Osteomalacia and Rickets (Vitamin D Deficiency)

Osteomalacia (adults) and rickets (children) are caused by an inadequate supply of vitamin D leading to inadequate mineralisation of bone matrix. Vitamin D deficiency causes a low calcium and phosphate, which lead to secondary hyperparathyroidism.

• Osteomalacia results from a loss of skeletal mass caused by inadequate mineralisation of the normal osteoid tissue after the closure of the growth plates.¹
• Rickets results from the same underlying process, occurring in children and adolescents before the growth plates have closed.

Normal bone mineralisation depends on adequate calcium and phosphate and this is maintained by vitamin D. Vitamin D is supplied either in the diet or produced from a precursor in the skin following exposure to ultraviolet light. 90% of our daily vitamin D requirement is usually obtained by the action of sunlight on the skin and 10% is obtained from the diet.

• Good food sources of vitamin D include oily fish, liver, egg yolks, fortified margarine and fortified breakfast cereals.
• Production of metabolically active vitamin D requires hydroxylation, which occurs first in the liver and then in the kidneys to produce 1,25-dihydroxyvitamin D₃.
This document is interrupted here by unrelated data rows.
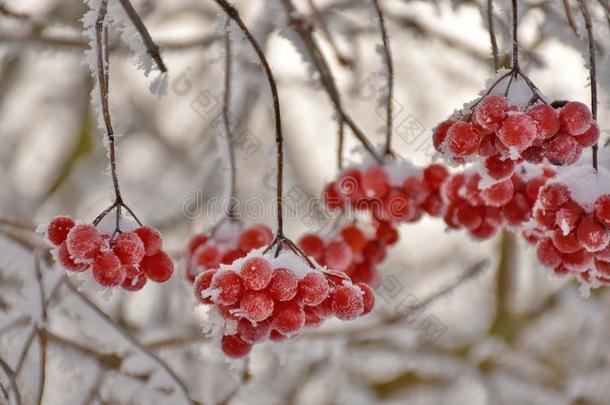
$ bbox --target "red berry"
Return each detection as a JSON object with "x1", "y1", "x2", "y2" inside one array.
[
  {"x1": 481, "y1": 179, "x2": 514, "y2": 207},
  {"x1": 140, "y1": 250, "x2": 174, "y2": 283},
  {"x1": 341, "y1": 225, "x2": 366, "y2": 253},
  {"x1": 555, "y1": 200, "x2": 584, "y2": 234},
  {"x1": 576, "y1": 216, "x2": 610, "y2": 252},
  {"x1": 134, "y1": 225, "x2": 163, "y2": 256},
  {"x1": 332, "y1": 285, "x2": 364, "y2": 321},
  {"x1": 536, "y1": 239, "x2": 561, "y2": 269},
  {"x1": 446, "y1": 121, "x2": 481, "y2": 156},
  {"x1": 574, "y1": 122, "x2": 599, "y2": 148},
  {"x1": 91, "y1": 251, "x2": 125, "y2": 287},
  {"x1": 498, "y1": 113, "x2": 538, "y2": 152},
  {"x1": 193, "y1": 270, "x2": 217, "y2": 304},
  {"x1": 240, "y1": 291, "x2": 273, "y2": 322},
  {"x1": 552, "y1": 231, "x2": 582, "y2": 254},
  {"x1": 473, "y1": 95, "x2": 508, "y2": 131},
  {"x1": 361, "y1": 165, "x2": 390, "y2": 198},
  {"x1": 298, "y1": 272, "x2": 330, "y2": 306},
  {"x1": 185, "y1": 233, "x2": 209, "y2": 258},
  {"x1": 112, "y1": 232, "x2": 144, "y2": 266},
  {"x1": 527, "y1": 104, "x2": 559, "y2": 139},
  {"x1": 237, "y1": 319, "x2": 271, "y2": 344},
  {"x1": 192, "y1": 244, "x2": 222, "y2": 269},
  {"x1": 269, "y1": 268, "x2": 299, "y2": 301},
  {"x1": 502, "y1": 193, "x2": 531, "y2": 226},
  {"x1": 299, "y1": 234, "x2": 324, "y2": 262},
  {"x1": 57, "y1": 241, "x2": 89, "y2": 272},
  {"x1": 47, "y1": 216, "x2": 74, "y2": 246},
  {"x1": 544, "y1": 134, "x2": 581, "y2": 166},
  {"x1": 220, "y1": 335, "x2": 252, "y2": 359},
  {"x1": 324, "y1": 240, "x2": 354, "y2": 270},
  {"x1": 210, "y1": 270, "x2": 243, "y2": 305},
  {"x1": 241, "y1": 257, "x2": 273, "y2": 291},
  {"x1": 538, "y1": 183, "x2": 570, "y2": 211},
  {"x1": 271, "y1": 301, "x2": 305, "y2": 336},
  {"x1": 455, "y1": 202, "x2": 483, "y2": 230},
  {"x1": 121, "y1": 274, "x2": 147, "y2": 291},
  {"x1": 66, "y1": 225, "x2": 103, "y2": 261},
  {"x1": 432, "y1": 119, "x2": 455, "y2": 152},
  {"x1": 559, "y1": 101, "x2": 592, "y2": 136},
  {"x1": 356, "y1": 283, "x2": 375, "y2": 315},
  {"x1": 237, "y1": 225, "x2": 273, "y2": 252},
  {"x1": 595, "y1": 194, "x2": 610, "y2": 227}
]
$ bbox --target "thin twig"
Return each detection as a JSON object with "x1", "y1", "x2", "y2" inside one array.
[
  {"x1": 119, "y1": 0, "x2": 167, "y2": 73},
  {"x1": 222, "y1": 18, "x2": 237, "y2": 221},
  {"x1": 562, "y1": 0, "x2": 580, "y2": 37},
  {"x1": 0, "y1": 357, "x2": 21, "y2": 405},
  {"x1": 64, "y1": 279, "x2": 195, "y2": 404},
  {"x1": 579, "y1": 0, "x2": 598, "y2": 172},
  {"x1": 283, "y1": 0, "x2": 383, "y2": 163},
  {"x1": 215, "y1": 0, "x2": 285, "y2": 240},
  {"x1": 373, "y1": 0, "x2": 394, "y2": 156},
  {"x1": 487, "y1": 0, "x2": 500, "y2": 71}
]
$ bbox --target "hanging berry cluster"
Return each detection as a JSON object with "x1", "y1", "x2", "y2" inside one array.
[
  {"x1": 184, "y1": 222, "x2": 273, "y2": 283},
  {"x1": 194, "y1": 249, "x2": 375, "y2": 358},
  {"x1": 42, "y1": 216, "x2": 174, "y2": 291}
]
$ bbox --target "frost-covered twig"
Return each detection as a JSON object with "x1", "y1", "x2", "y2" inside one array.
[
  {"x1": 303, "y1": 260, "x2": 488, "y2": 339},
  {"x1": 487, "y1": 0, "x2": 500, "y2": 71},
  {"x1": 283, "y1": 0, "x2": 382, "y2": 162},
  {"x1": 578, "y1": 0, "x2": 598, "y2": 171},
  {"x1": 373, "y1": 0, "x2": 394, "y2": 156},
  {"x1": 0, "y1": 357, "x2": 21, "y2": 405},
  {"x1": 64, "y1": 276, "x2": 196, "y2": 404},
  {"x1": 119, "y1": 0, "x2": 167, "y2": 73}
]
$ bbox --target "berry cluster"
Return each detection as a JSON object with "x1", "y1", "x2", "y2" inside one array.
[
  {"x1": 533, "y1": 167, "x2": 610, "y2": 287},
  {"x1": 433, "y1": 94, "x2": 599, "y2": 170},
  {"x1": 323, "y1": 160, "x2": 449, "y2": 224},
  {"x1": 42, "y1": 216, "x2": 174, "y2": 291},
  {"x1": 441, "y1": 165, "x2": 555, "y2": 239},
  {"x1": 194, "y1": 249, "x2": 375, "y2": 358},
  {"x1": 184, "y1": 224, "x2": 273, "y2": 283},
  {"x1": 299, "y1": 221, "x2": 398, "y2": 287}
]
A 25 hydroxy-vitamin D concentration below around 25 nmol/L (10μg/L) is probably consistent with vitamin D deficiency, which may be associated with osteomalacia. Concentrations of 30-50 nmol/L (12-20μg/L) are generally considered a sign of vitamin D insufficiency, in which there may be biochemical disturbances with or without non-specific musculoskeletal symptoms.²

• It has been estimated that 1 billion people worldwide have vitamin D deficiency.³
• One study found the prevalence of rickets in non-Caucasian children to be 1.6%.⁴
• In the UK, the prevalence of vitamin D insufficiency in all adults is about 14.5% and possibly more than 30% in those over 65 years old.²

Risk factors

• Dark skin, especially South Asian, African Caribbean and Middle Eastern; prevalence of vitamin D insufficiency is as high as 94% in otherwise healthy South Asian adults²⁵
• Children and those aged over 65 years
• Pregnancy
• Routine covering of face and body, e.g. wearing a veil
• Infant who has prolonged breastfeeding without vitamin D supplementation, especially if the mother is vitamin D deficient (increased risk of severe vitamin D deficiency presenting with neonatal fitting)
• Housebound or institutionalised
• Poverty
• Vegetarianism
• Alcoholism
• Living in countries at high latitude
• Family history of vitamin D deficiency
• Chronic disease, e.g. malabsorption, renal or liver disease

Vitamin D deficiency is most often caused by nutritional deficiency but can be secondary to a wide range of other underlying causes, such as disorders of the gut, pancreas, liver and kidney.⁶

• Gastrointestinal causes of reduced absorption of vitamin D, e.g. surgery (stomach and bowel resections), chronic pancreatic disease, biliary disease (e.g. primary biliary cirrhosis, biliary fistulae, biliary atresia), Crohn's disease, coeliac disease, gastrointestinal loops and fistulae
• Liver disease, e.g. cirrhosis
• Renal disease causing defective 1,25-dihydroxyvitamin D synthesis
• Drugs: anticonvulsants (induction of hepatic enzymes results in increased vitamin D metabolism), cholestyramine (inhibits vitamin D absorption); rifampin (interferes with vitamin D metabolism); cadmium (inhibits 1,25-hydroxyvitamin D production)
• Severe dietary calcium deficiency can cause rickets despite adequate vitamin D⁷
• Rare causes:
  • Hypophosphataemia: tumour-induced, Fanconi syndrome, phosphate depletion, metals such as cadmium and lead that may lead to renal phosphate wasting
  • Systemic acidosis, renal tubular acidosis
  • Intoxication with diphosphonate, fluoride, aluminum (caused by excessive antacid ingestion, or in fluids used in dialysis)
  • Autonomous hyperparathyroidism presenting as vitamin D-deficient osteomalacia
  • Mesenchymal tumour - oncogenic osteomalacia
• Genetic causes:
  • Hypophosphataemic rickets: X-linked dominant disorder characterised by growth retardation, inadequate mineralisation of bone, hypophosphataemia, and renal defects in phosphate reabsorption and vitamin D metabolism
  • Vitamin D-dependent rickets type I (failure of conversion of 25-hydroxyvitamin D to 1,25-dihydroxyvitamin D) and II (end organ insensitivity to 1,25-dihydroxyvitamin D)
  • Adult-onset vitamin D-resistant hypophosphataemic osteomalacia (autosomal dominant)
  • Proximal renal tubule dysfunction: hereditary Fanconi syndrome

Maintain high index of clinical suspicion, especially in elderly patients who present with fractures of the proximal femur, those with osteoporosis and people of South Asian descent. People with suboptimal levels often have no symptoms and so awareness and prevention are very important, especially in young children and pregnant women.

Rickets

Classic presentation is a child with bony abnormalities such as leg-bowing and knock-knees. There may be bony deformities of the chest, pelvis and skull, delayed dentition, poor growth, and bone pain.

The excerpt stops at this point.